RuntimeError: One of the differentiated Tensors appears to not have been used in the graph. Set allow_unused=True if this is the desired behavior

def calculate_gradient_penalty(self, real_sens, fake_sens):
        eta = torch.FloatTensor(opt.BATCH_SIZE, opt.MAX_SEQ_LEN).uniform_(0,1)

        if self.cuda:
            eta = eta.cuda()
        # CUDALongTensor--->LongTensor--->FloatTensor--->CUDAFloatTensor
        new_real_sens = real_sens.cpu().type(torch.FloatTensor).cuda()
        new_fake_sens = fake_sens.cpu().type(torch.FloatTensor).cuda()
        interpolated = eta * new_real_sens + ((1 - eta) * new_fake_sens) # CUDAFloatTensor
        # calculate probability of interpolated examples
        prob_interpolated = self.D(interpolated.cpu().type(torch.LongTensor).cuda()) # batch_size, 1 (LongTensor)
        # define it to calculate gradient
        interpolated = Variable(interpolated, requires_grad = True)
        # calculate gradients of probabilities with respect to examples
        gradients = torch.autograd.grad(outputs=prob_interpolated, inputs=interpolated,
                                        grad_outputs=torch.ones(prob_interpolated.size()).cuda(),
                                        create_graph=True, retain_graph=True)
        grad_penalty = ((gradients.norm(2, dim=1)-1) ** 2).mean() * self.lambda_term
        return grad_penalty

When I write the calculate_gradient_penalty function of WGAN-GP, but I got the following problem:
“RuntimeError: One of the differentiated Tensors appears to not have been used in the graph. Set allow_unused=True if this is the desired behavior.”
I search the similar problem that has exists in other man’s work, the cause is that they use ‘.detach()’ or ‘.data’ or ‘.numpy()’ somewhere in the chain. After investigation, I don’t have this problem. So I want to know what the causes of problem I am facing?

2 Likes

You should probably try what the Error says.

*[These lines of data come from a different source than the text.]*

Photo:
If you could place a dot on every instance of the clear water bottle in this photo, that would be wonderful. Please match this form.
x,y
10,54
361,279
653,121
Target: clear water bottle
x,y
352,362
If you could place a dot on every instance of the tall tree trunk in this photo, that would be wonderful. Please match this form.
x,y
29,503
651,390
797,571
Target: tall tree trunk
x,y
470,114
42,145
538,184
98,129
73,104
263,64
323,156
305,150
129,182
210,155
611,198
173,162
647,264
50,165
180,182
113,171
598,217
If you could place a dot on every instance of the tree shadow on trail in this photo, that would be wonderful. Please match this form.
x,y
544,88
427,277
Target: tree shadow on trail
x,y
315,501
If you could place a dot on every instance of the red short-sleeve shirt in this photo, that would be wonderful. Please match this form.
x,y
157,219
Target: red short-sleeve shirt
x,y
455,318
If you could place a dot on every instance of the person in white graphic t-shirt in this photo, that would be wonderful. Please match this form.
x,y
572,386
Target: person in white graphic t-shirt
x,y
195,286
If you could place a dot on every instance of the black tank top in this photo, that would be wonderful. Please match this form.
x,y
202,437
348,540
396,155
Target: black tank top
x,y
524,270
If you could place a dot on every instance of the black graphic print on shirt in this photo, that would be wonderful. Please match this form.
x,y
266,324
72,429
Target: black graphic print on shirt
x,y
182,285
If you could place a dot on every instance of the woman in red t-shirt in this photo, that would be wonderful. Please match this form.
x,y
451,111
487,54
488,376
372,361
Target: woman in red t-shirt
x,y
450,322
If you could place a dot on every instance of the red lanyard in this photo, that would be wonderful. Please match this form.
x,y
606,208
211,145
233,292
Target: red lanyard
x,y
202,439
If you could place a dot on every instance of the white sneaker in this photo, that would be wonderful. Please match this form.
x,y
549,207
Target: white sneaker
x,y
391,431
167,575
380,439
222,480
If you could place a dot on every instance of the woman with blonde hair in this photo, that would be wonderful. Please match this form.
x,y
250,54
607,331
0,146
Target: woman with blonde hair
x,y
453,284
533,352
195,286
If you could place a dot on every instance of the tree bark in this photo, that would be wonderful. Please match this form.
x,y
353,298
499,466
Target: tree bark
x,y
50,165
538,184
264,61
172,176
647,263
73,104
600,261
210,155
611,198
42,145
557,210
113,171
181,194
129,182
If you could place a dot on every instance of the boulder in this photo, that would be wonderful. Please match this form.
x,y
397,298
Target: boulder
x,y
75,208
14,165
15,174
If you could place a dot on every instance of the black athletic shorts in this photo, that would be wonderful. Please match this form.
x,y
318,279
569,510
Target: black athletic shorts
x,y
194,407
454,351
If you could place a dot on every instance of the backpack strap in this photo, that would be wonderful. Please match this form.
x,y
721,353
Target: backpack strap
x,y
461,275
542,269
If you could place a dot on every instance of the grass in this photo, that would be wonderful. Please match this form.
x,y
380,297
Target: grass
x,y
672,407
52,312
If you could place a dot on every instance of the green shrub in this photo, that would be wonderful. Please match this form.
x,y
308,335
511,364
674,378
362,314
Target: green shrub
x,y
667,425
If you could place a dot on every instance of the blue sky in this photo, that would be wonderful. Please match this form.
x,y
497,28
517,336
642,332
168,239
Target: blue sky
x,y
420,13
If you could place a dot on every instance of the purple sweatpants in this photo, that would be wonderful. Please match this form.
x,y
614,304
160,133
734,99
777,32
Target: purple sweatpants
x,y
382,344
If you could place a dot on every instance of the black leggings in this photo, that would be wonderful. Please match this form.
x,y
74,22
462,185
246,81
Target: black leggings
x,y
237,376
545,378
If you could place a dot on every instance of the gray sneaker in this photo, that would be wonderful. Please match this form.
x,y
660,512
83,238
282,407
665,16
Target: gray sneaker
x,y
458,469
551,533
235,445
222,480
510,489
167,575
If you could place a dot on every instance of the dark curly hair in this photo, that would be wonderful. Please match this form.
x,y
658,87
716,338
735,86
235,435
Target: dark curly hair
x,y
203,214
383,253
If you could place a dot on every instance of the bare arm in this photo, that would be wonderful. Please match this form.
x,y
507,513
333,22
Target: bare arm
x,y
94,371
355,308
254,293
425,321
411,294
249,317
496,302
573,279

gradients = torch.autograd.grad(outputs=prob_interpolated, inputs=interpolated,
                                        grad_outputs=torch.ones(prob_interpolated.size()).cuda(),
                                        create_graph=True, retain_graph=True, allow_unused=True) 

From documentation
allow_unused (bool, optional) – If False, specifying inputs that were not used when computing outputs (and therefore their grad is always zero) is an error. Defaults to False.

https://pytorch.org/docs/stable/autograd.html#torch.autograd.grad

Thanks for your answer. This method I has tried and I failed before I put forward my topic. When I set allow_unused = True as the error says, the gradient I get is None, so it is also confused me.

2 Likes

Oh, so if I am correct, you’ll get None for the unused input, for the ones that are used, you’ll probably get some gradients.

I am also facing the same issue and I get none for all the gradients. Did you solve this issue ? @Simon_fei

4 Likes

I am facing same issue. Did you solve it?

3 Likes

I am facing same issue. Did you solve this issue ?

2 Likes

How did you check this ? there is any tools or methods to verify computational graph ?
I have the same problem, but it’s not easy for me to check since my model is little complicated.

@ptrblck @albanD apologies for the direct ping. Unsure who to ping.

I am facing this issue too but I know this should not be happening. All weights should be being used.

Is it possible to improve the error message and display the name of the weights causing this issue? It would help me to even start where to debug this.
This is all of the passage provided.